However, if the sample is irradiated with energy equivalent to the energy difference between the two states--in the radio frequency, or RF, range--transitions will occur more frequently. These induced transitions form the basis of NMR spectroscopy. When the magnetization vectors associated with the transitions are rotated perpendicular to the applied field, they precess about the direction of the field and induce a current in the receiver coil, which is recorded and plotted as a function of time. The resulting sine wave decays with time due to spin dephasing, and the signal is recorded as a free induction decay (FID), which is then converted into a frequency domain spectrum.2

A number of factors help NMR spectroscopists elucidate the structure of a given molecule. The chemical shift, or the frequency at which each nucleus resonates when a magnetic field is applied, provides information about the chemical environment of a nucleus. Spin-spin coupling, or J coupling, provides information about the relationship between nonequivalent nuclei connected through bonds. The Nuclear Overhauser Effect (NOE), or the interaction between the dipole moments of two nuclei in spatial proximity, provides information about the distance between nuclei and is one of the parameters studied in multidimensional NMR.1

In order for a signal to be detected, there must be a difference between the populations of nuclei in the lower and upper energy states. According to the Boltzmann equation, the difference in population, and thus the strength of the signal, increases with the strength of the external magnetic field. As a result, a stronger magnetic field will increase sensitivity.1 In addition, as the strength of the magnetic field increases, the difference between the resonance frequencies of different nuclei will also increase, thus resulting in better resolution of peaks.

Varian's Infinityplus system

Higher and Higher

One of the most exciting recent developments in NMR technology is the introduction of NMR at the highest field strength currently available, 900 MHz. Two major suppliers of NMR equipment, Bruker Instruments of Billerica, Mass., and Varian Inc. of Palo Alto, Calif., introduced systems with 900 MHz magnets suitable for high-resolution NMR within the past year, and JEOL USA Inc. of Peabody, Mass., has a 900 MHz NMR under development. Bruker was the first company to successfully energize a 900 MHz magnet in 1999, and Varian was the first to present high-resolution NMR data from the 900 MHz magnet (see www.varianinc.com). However, the path to development has been far from smooth. The world's first commercial 900 MHz NMR, developed jointly by Varian and Oxford Instruments PLC of Oxfordshire, U.K., was scheduled to be delivered in the summer of 1998 to the Pacific Northwest National Laboratory (PNNL) in Richland, Wash.3; owing to technological complications with the magnet, delivery is now set for May or June of next year.

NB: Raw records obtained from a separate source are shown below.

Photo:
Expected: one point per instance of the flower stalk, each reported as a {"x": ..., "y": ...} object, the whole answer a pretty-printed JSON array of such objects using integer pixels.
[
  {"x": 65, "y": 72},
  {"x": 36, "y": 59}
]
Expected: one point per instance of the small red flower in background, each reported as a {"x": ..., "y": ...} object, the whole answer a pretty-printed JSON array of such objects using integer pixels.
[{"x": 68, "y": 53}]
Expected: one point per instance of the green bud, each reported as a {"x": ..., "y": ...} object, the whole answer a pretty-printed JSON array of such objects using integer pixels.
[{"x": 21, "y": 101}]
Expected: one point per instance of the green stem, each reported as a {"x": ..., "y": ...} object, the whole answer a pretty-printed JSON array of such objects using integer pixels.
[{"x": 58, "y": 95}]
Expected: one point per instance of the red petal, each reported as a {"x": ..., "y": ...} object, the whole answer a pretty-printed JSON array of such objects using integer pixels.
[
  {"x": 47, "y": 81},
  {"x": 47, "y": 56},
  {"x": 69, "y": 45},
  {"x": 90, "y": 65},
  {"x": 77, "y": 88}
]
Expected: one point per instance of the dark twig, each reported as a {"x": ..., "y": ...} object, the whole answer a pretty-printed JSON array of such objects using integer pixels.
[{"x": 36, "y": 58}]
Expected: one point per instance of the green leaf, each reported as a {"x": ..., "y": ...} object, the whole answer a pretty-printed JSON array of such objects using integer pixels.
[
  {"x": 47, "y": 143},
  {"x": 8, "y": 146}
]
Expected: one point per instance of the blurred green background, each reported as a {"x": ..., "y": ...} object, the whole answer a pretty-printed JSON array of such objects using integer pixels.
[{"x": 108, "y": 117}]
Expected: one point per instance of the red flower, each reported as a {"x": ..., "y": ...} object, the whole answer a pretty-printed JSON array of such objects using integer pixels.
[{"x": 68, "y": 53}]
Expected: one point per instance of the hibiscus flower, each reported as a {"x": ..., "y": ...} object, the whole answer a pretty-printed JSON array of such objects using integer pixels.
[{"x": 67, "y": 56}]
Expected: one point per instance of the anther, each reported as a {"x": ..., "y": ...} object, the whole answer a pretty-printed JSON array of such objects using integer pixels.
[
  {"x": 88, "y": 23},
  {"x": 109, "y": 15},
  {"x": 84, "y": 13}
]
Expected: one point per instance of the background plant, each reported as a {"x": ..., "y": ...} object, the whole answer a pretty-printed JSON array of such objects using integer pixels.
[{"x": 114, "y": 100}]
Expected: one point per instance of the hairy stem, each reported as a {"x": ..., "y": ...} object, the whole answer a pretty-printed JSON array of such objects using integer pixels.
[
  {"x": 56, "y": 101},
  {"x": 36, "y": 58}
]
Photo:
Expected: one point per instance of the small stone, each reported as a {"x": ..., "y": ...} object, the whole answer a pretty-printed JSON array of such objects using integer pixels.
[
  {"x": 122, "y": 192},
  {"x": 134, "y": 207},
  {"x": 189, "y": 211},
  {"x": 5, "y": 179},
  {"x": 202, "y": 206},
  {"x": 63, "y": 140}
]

In addition to creating a magnet that demonstrates the demanding levels of spatial and temporal stability that are necessary for high resolution NMR, the developers of the 900 MHz magnet faced two obstacles. The higher the magnet's field, the greater the amount of energy stored in the magnet; a 900 MHz magnet contains approximately 15 MJ of stored energy. As the energy increases, forces on the wire conductor build up outward from the center of the magnet.

"When you pack more and more energy into these magnets, the forces that develop in them are very severe, and the magnet essentially wants to tear itself apart," says Raymond Shaw, vice president of NMR systems at Varian. "You have to make these magnet structures very strong to withstand the stresses that are built up as you put current into these magnets," Shaw says.

The second problem is that a magnet can suddenly release all of its energy, a process known as quenching. A magnet must be designed so that in the event of quench, all of the released energy can be dissipated without destroying the magnet's coil. To solve these problems, magnet designers have developed new superconducting materials for stronger coils, created new coil designs, and devised ways to protect a magnet during a quench. For example, Oxford Instruments has devel-

oped a Niobium-Tin-based material called UltraSn™ for use in superconducting coils capable of carrying current densities up to 200 A/mm2 and has devised a real-time energy management system to protect the magnet during a quench.

Complicating the basic technological problems associated with high-field NMR is the cost of the instruments themselves, which may limit accessibility to the technology to only a small number of national laboratories and large, well-funded universities. A standard 600 MHz NMR costs roughly $800,000, but the 900 MHz sells for about $5 million. "It won't be the kind of machine that a small college is going to buy," says Shaw. Universities are thus likely to acquire the instruments jointly, and collaboration and shared research time will become more prevalent.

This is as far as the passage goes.